Challenges we ran into
Multi-line proofs that span four or five physical rows had to be reconstructed as one logical chain, not disconnected equations. Handwritten matrices have inconsistent spacing, so we built a dedicated detection pass before the main recognizer. Screen readers also disagree with each other. NVDA, JAWS, and VoiceOver each phrase the same equation differently, so we tested across all three.
Accomplishments that we're proud of
We built a working pipeline that takes a real scanned page from a UC Davis math class and returns screen-reader-ready HTML in under a minute. We solved the multi-line expression problem most existing OCR tools fail on. And we did it during a single quarter, against a federal compliance deadline that nobody else has built specifically for STEM.
What we learned
MathML, not LaTeX, is the actual accessibility standard. Screen readers handle math differently from each other, so testing across NVDA, JAWS, and VoiceOver is non-negotiable. And the gap between "AI can read text" and "AI can read handwritten calculus correctly" is much wider than we expected.

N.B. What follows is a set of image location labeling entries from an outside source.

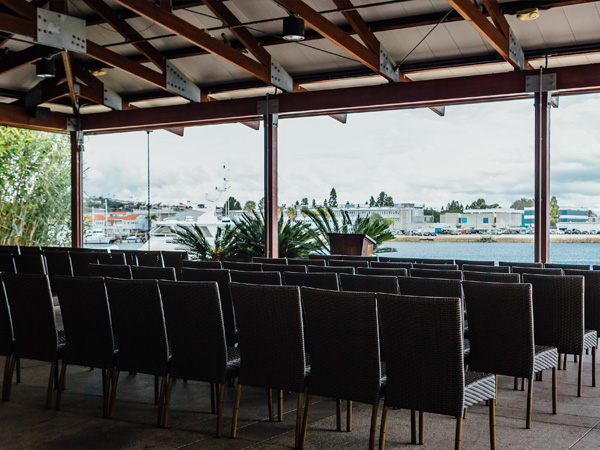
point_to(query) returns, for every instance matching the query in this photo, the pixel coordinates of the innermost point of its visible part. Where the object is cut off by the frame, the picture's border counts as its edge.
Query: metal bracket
(280, 78)
(532, 83)
(515, 51)
(264, 107)
(181, 85)
(112, 99)
(387, 65)
(61, 31)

What's next for AccessNotes
Pilot with the UC Davis math department this fall, then expand across STEM departments at UC and CSU campuses. Add support for chemistry notation, physics diagrams, and engineering schematics. Build an LMS integration for Canvas so professors can upload directly from their existing workflow. Push toward the April 2027 federal deadline as the default STEM compliance tool in higher education.